Writers should submit stories and personal experiences on all manner of subjects relating to North Carolina food traditions — about farmers and food artisans, local recipes, great traditional eateries, restaurant reviews, regional and group traditions. We’re looking for what you might expect—posts on barbecue joints and biscuits, collard greens and canning—and what might come as a surprise. We’d love to hear more about Hmong sticky rice and Poat Dot made with corn grown in the Piedmont, or how the farm-to-table movement has changed your life. In other words — a celebration of the rich and diverse food traditions of North Carolina and the magic that happens when many cultures come together around a common table.

What are Traditional Foodways?
Foodways involve culinary traditions – how and why people in a community interact with food in growing, cooking, and enjoying it. Foodways is food as communication – what growing, preparing, and eating in certain ways says about a community’s traditions, history, and values.

Traditional foodways requires both 1) artisans (individuals or groups) who are part of the cultural community and 2) the community itself – a group of people who intuitively understands how the food is supposed to look and taste, and the best way to appreciate it. (This understanding may be so engrained that it’s unconscious.)

Foodways, like all traditions, evolve over time. New traditions emerge, and new communities settle in an area, bringing culinary expressions of their heritage.

Posts should range from approximately 400 to 700 words and, ideally, should be accompanied by recipes (if applicable) and color photographs supporting the content.

Bloggers are paid $25 per post, with a maximum of $100 per month.
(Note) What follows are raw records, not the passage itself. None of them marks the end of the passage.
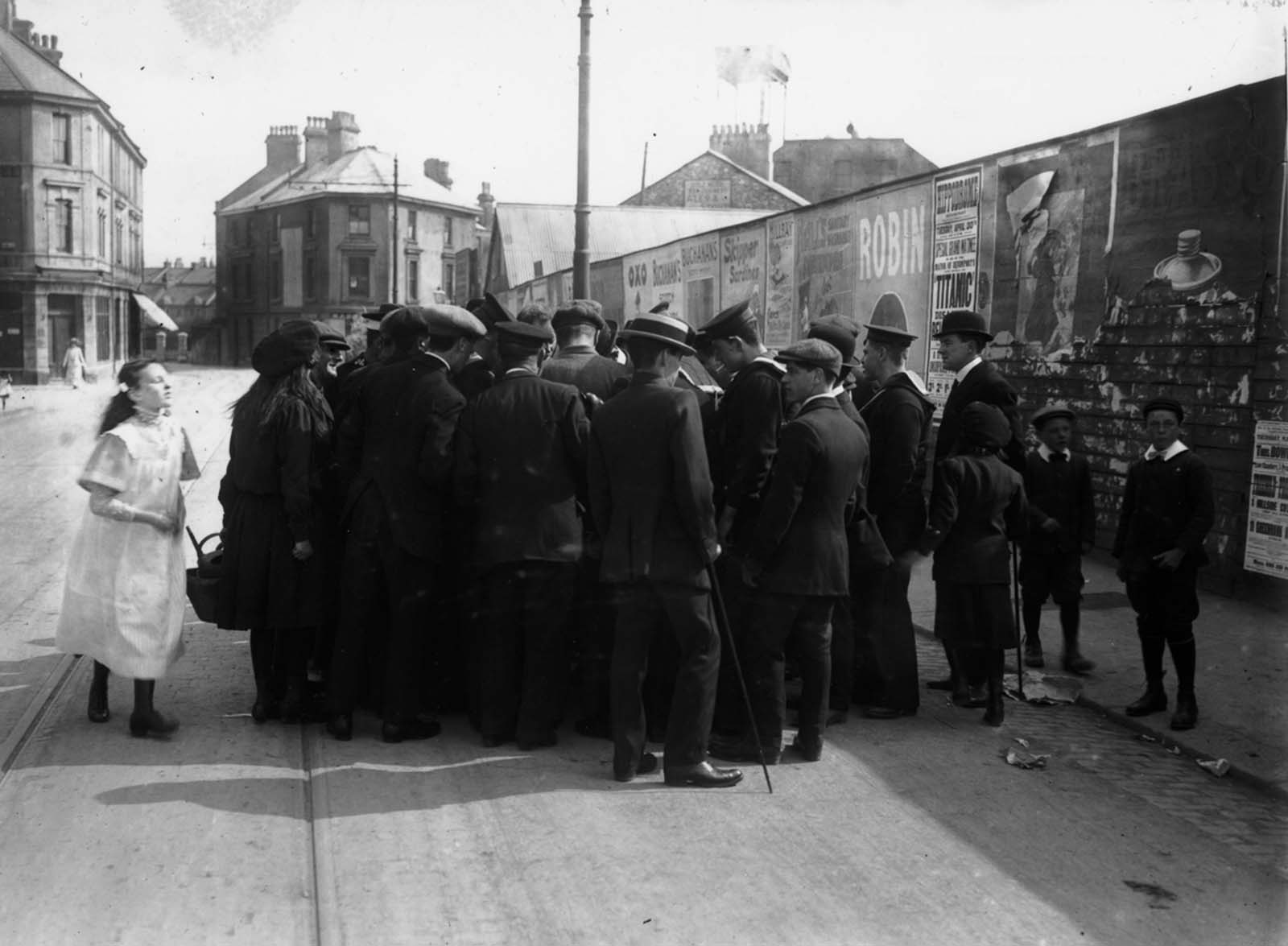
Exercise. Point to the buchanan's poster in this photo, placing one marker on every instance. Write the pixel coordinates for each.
(956, 263)
(742, 270)
(893, 259)
(779, 280)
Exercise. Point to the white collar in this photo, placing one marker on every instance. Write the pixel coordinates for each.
(1178, 448)
(968, 368)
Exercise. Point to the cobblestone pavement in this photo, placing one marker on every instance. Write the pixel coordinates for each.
(1233, 813)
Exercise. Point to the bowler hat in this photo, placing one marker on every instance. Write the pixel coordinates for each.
(580, 312)
(658, 328)
(731, 321)
(964, 323)
(889, 320)
(287, 349)
(1165, 403)
(1050, 413)
(813, 352)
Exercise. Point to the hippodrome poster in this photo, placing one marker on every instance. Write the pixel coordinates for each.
(742, 270)
(779, 280)
(892, 258)
(956, 263)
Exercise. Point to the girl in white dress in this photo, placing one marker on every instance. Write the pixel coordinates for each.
(126, 594)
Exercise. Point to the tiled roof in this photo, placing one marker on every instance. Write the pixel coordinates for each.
(544, 232)
(362, 171)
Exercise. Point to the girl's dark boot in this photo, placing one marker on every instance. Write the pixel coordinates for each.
(98, 710)
(145, 721)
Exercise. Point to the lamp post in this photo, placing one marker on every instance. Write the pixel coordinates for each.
(581, 214)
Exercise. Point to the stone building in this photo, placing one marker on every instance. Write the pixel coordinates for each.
(332, 229)
(71, 214)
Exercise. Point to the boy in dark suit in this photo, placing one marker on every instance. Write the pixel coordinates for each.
(1062, 530)
(1166, 514)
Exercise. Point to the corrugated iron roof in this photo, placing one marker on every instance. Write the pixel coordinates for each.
(362, 171)
(544, 232)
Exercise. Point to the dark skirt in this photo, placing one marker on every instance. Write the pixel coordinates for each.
(969, 615)
(262, 585)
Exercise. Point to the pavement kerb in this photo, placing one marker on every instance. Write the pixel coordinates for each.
(1162, 737)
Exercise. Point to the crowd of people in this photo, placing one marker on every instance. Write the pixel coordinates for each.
(510, 516)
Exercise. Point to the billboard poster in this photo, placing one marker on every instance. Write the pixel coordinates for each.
(650, 277)
(893, 259)
(779, 281)
(742, 270)
(700, 267)
(1266, 548)
(955, 267)
(824, 263)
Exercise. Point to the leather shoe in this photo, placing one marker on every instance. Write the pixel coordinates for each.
(702, 775)
(410, 729)
(742, 750)
(341, 725)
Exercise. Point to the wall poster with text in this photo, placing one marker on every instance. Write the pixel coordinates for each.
(956, 264)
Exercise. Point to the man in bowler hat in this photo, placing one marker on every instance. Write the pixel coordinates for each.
(650, 498)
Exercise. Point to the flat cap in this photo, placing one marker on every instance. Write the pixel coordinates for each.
(731, 321)
(451, 321)
(964, 323)
(837, 332)
(1165, 403)
(1050, 413)
(813, 353)
(580, 312)
(525, 334)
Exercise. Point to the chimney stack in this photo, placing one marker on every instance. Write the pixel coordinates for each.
(341, 134)
(315, 141)
(436, 169)
(487, 204)
(283, 148)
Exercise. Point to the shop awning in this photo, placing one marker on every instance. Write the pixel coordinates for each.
(155, 313)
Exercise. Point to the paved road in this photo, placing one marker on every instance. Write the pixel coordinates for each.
(907, 832)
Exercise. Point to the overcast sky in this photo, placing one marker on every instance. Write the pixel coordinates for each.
(491, 85)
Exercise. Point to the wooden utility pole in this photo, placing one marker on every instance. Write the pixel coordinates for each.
(581, 229)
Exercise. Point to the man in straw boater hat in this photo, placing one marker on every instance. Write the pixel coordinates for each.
(396, 448)
(650, 499)
(963, 338)
(898, 416)
(798, 560)
(521, 471)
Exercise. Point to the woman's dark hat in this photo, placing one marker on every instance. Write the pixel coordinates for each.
(658, 328)
(287, 349)
(965, 323)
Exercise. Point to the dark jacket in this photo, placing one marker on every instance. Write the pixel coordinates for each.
(976, 506)
(397, 440)
(983, 383)
(1059, 490)
(800, 545)
(585, 369)
(1167, 504)
(650, 487)
(750, 414)
(521, 467)
(898, 416)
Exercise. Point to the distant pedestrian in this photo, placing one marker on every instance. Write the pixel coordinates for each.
(1062, 530)
(74, 364)
(124, 597)
(1166, 516)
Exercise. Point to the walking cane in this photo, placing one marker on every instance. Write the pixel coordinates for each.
(727, 630)
(1019, 637)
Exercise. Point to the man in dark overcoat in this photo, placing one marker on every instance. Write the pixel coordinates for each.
(521, 468)
(798, 561)
(396, 450)
(898, 415)
(650, 498)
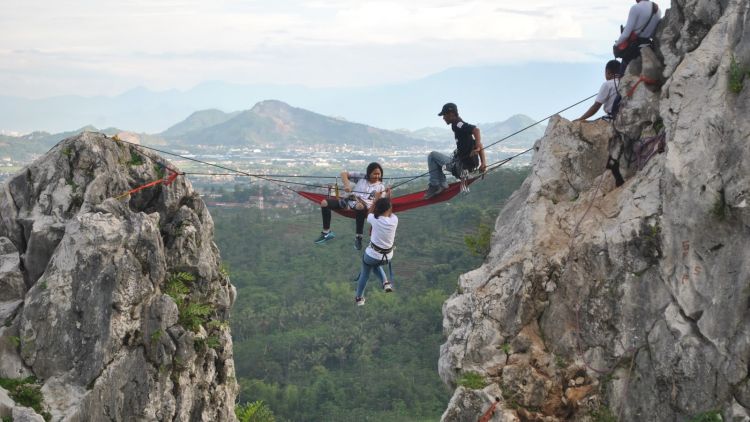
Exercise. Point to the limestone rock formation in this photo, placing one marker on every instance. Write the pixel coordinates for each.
(599, 302)
(117, 306)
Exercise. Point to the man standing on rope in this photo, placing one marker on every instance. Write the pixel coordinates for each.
(607, 92)
(468, 152)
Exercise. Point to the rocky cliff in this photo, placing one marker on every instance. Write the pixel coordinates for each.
(117, 306)
(626, 303)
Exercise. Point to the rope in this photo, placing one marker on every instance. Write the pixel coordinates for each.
(270, 177)
(507, 137)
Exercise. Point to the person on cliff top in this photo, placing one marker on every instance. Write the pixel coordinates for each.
(469, 151)
(607, 95)
(380, 250)
(367, 188)
(643, 18)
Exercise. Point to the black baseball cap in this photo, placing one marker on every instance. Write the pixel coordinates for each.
(447, 108)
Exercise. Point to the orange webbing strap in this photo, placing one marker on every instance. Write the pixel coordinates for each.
(641, 79)
(166, 181)
(490, 412)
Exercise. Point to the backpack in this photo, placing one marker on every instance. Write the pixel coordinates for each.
(631, 47)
All published writing is property of NC Food, the blog for the North Carolina Folklife Institute (NCFI), and may be included in a future published collection.

We also welcome submissions from individuals to profile your food business as long as it meets the outlined criteria. We do ask that it be considered it a donation since it is providing promotion. That turns into a win/win with mutual benefit.
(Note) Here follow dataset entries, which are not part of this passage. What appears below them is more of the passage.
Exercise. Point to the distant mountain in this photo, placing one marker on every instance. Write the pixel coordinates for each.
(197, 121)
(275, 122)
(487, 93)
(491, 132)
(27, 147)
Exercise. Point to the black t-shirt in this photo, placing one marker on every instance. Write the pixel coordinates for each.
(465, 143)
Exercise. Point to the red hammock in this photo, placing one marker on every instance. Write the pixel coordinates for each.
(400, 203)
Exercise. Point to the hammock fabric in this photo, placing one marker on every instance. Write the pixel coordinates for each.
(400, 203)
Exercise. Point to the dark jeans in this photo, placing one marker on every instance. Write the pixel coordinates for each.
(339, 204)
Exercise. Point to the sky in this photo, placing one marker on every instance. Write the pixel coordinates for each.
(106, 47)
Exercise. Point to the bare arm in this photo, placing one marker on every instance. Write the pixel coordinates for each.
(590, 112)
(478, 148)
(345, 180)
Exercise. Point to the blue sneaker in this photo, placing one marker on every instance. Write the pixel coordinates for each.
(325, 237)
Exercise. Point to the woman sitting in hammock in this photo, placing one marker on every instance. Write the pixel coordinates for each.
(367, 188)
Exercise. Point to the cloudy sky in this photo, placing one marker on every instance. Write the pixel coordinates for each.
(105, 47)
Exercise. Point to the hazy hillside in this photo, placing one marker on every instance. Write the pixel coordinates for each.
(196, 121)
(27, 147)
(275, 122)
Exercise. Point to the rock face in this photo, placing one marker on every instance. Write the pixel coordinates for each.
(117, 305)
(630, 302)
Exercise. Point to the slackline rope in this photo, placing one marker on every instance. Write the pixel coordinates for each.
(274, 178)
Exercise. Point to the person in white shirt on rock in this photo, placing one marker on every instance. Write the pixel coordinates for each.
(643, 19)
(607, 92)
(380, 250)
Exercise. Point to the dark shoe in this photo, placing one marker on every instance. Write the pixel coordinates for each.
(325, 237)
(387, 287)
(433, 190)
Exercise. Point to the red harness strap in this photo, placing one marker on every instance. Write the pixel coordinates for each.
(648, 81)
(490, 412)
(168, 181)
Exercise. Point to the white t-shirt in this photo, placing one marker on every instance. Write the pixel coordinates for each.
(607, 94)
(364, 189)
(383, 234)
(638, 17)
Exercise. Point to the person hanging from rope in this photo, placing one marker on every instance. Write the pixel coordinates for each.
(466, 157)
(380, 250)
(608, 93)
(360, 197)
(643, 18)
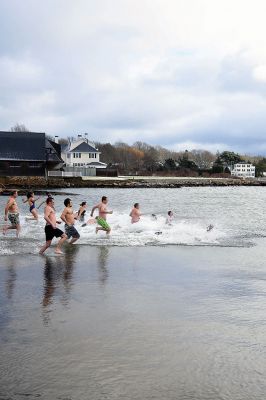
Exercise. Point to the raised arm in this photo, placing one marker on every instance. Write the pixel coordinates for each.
(93, 209)
(63, 216)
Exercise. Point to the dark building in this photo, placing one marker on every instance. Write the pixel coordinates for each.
(27, 154)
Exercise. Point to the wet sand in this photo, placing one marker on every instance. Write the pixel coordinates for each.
(134, 323)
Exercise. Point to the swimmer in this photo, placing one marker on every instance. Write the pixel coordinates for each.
(103, 225)
(135, 214)
(102, 209)
(82, 211)
(209, 227)
(31, 201)
(169, 218)
(68, 217)
(50, 229)
(48, 194)
(12, 213)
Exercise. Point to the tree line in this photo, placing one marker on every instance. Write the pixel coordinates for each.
(141, 158)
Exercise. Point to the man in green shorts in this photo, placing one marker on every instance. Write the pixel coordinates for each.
(103, 224)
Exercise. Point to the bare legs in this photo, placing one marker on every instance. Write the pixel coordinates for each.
(58, 246)
(103, 229)
(17, 227)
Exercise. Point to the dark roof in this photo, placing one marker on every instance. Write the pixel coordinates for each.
(53, 151)
(96, 163)
(84, 148)
(27, 146)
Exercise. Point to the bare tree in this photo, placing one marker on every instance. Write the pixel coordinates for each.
(19, 128)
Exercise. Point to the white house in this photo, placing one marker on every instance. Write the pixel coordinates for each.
(243, 170)
(82, 153)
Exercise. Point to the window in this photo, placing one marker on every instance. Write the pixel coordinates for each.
(35, 165)
(77, 155)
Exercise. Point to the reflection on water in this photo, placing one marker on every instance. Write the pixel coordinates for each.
(11, 278)
(58, 280)
(102, 264)
(171, 323)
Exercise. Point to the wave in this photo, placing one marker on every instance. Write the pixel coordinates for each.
(149, 231)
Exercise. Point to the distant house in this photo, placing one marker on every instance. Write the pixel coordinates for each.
(243, 170)
(27, 154)
(82, 153)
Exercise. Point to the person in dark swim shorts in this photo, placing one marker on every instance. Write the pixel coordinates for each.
(71, 232)
(103, 225)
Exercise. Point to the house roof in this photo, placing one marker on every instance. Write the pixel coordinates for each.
(97, 164)
(53, 151)
(84, 148)
(26, 146)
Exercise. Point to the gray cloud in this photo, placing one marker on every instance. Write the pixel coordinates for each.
(114, 70)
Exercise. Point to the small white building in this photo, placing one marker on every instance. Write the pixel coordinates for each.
(82, 153)
(243, 170)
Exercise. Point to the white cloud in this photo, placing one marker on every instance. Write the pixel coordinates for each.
(168, 72)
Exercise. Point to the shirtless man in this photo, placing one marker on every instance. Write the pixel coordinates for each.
(50, 229)
(12, 212)
(69, 217)
(135, 214)
(101, 219)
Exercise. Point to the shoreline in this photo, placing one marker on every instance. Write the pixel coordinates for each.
(40, 183)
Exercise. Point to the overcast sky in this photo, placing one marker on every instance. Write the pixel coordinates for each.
(184, 74)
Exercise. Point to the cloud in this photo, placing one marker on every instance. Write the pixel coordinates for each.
(168, 72)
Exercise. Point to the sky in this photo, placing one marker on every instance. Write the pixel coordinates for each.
(180, 74)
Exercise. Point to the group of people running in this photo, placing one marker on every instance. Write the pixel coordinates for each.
(68, 216)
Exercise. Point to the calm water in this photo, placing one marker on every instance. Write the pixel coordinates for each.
(179, 315)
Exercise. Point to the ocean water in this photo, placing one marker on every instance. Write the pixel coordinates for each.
(236, 214)
(180, 315)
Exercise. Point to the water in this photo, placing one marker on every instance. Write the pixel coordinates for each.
(236, 214)
(136, 316)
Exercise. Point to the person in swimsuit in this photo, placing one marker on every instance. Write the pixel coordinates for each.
(12, 213)
(169, 218)
(82, 211)
(101, 219)
(69, 217)
(135, 214)
(50, 229)
(48, 194)
(31, 201)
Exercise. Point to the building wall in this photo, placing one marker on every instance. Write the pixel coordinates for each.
(82, 159)
(22, 168)
(244, 170)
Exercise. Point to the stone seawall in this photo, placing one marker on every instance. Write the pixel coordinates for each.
(153, 182)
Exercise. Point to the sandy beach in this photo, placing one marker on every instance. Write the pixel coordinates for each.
(134, 323)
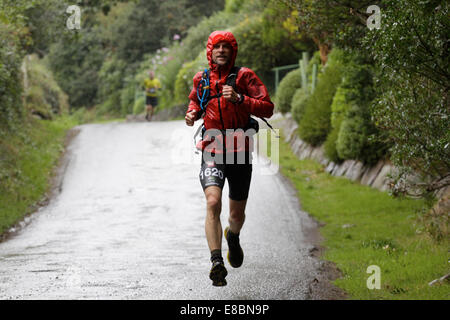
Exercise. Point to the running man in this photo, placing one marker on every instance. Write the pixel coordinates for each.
(229, 108)
(151, 85)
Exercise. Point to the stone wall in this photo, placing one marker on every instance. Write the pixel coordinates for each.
(375, 176)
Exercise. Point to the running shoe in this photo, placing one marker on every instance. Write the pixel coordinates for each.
(218, 273)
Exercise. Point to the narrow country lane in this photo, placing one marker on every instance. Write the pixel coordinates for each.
(129, 224)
Writers are encouraged to promote posts published on the NC Food/NCFI site through social media by including links to the post.  Writers may not submit posts being published by NC Food/NCFI for any “competing” publication, online or offline, during, and for six months after, the term of the contract.  Writer may add each post he prepares to his personal blog six months after the NCFI has published it on the NCFOOD blog. NCFI requests the courtesy of an included acknowledgement “reprinted by permission from the North Carolina Folklife Institute.”